Starring: Joan Crawford, Anita Page, Dorothy Sebastian, Robert Montgomery, Raymond Hackett

Synopsis

Crawford, Page, and Sebastian work at the department store owned by the family of Montgomery and Hackett. The girls share a small apartment. They want to marry and have a better life than they have as shopgirls. Each of them is romanced by a rich man. Sebastian marries John Miljan. Hackett sets Page up in an apartment. Crawford, however, does not trust men and resists the advances of Montgomery. After the others leave, she moves into a cheaper tenement apartment. Disaster falls on the others. Miljan is a thief, and Sebastian is arrested as an accomplice.
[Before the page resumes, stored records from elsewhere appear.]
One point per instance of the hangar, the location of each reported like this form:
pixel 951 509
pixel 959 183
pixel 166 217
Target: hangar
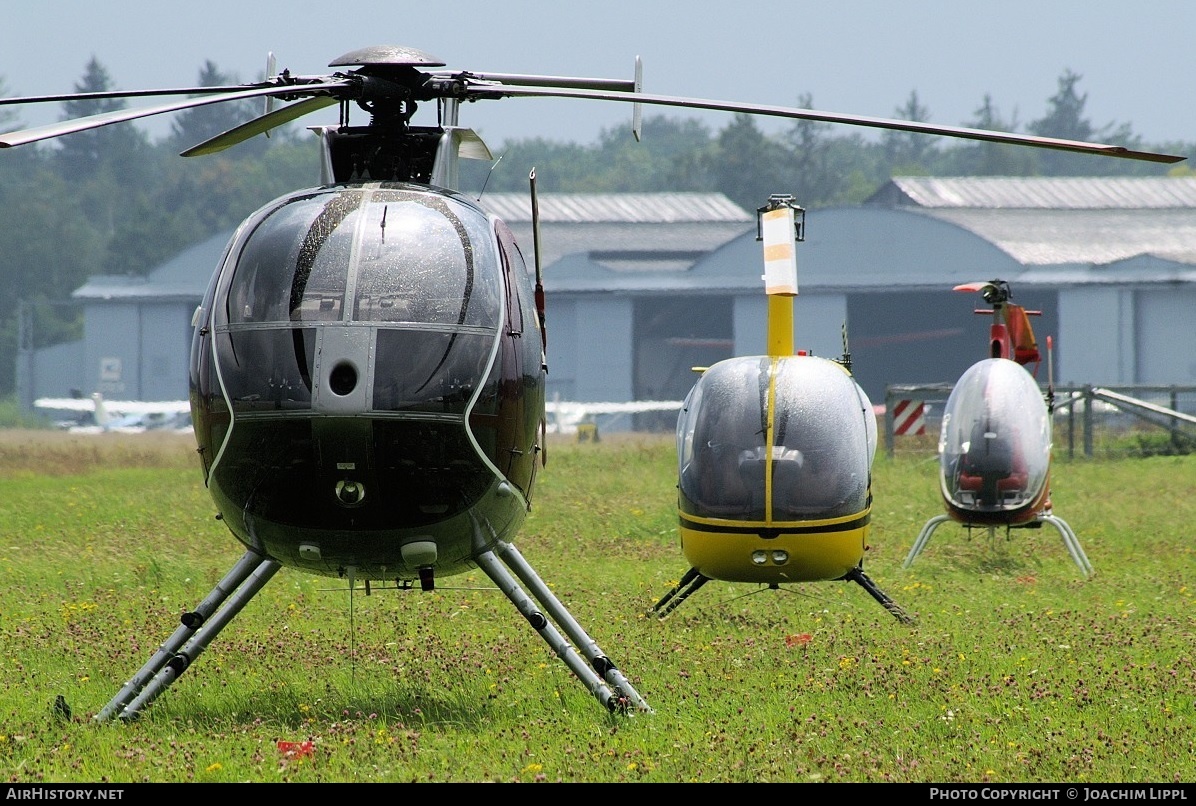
pixel 644 287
Innocent of involvement in his crimes, she leaves the city and returns to her family farm. Page believes that Hackett is going to marry her. After he becomes engaged to a society girl, Page takes poison. Crawford begs Hackett to come and comfort the dying girl. Montgomery and Hackett arrive in time for Hackett to sooth her as she dies. Montgomery realizes that he loves Crawford and asks her to marry him.

Discussion

This is the third of three Joan Crawford films about the life of the modern girl and her troubles with men. The films share the word Our in the title and female cast members Anita Page (in all three) and Dorothy Sebastian (in two). In the first two films, Our Dancing Daughters (1928) and Our Modern Maidens (1929), Crawford is a vivacious, party-going jazz baby. The social conditions faced by the women in the audience had changed as the jazz age gave way to the Depression. By the release of the third film, Crawford's character had become a poor and self-sufficient working girl. Whatever their social condition, the girls have tribulations with the men in their lives. These men are insincere and callously deceive the poor, affectionate girls. Crawford, cautious and cynical, is the only one who is not betrayed. Montgomery, unsuccessful at seduction, settles on a respectable marriage. The change in Montgomery's character is unbelievable, and the happy ending is tacked on, however Crawford's fans would have been discontented with an ending that had her separated from Montgomery.

The film's title is ironic. The three poor working girls have too gritty an existence and too many romantic misfortunes to ever become any man's naive and modest "blushing" bride.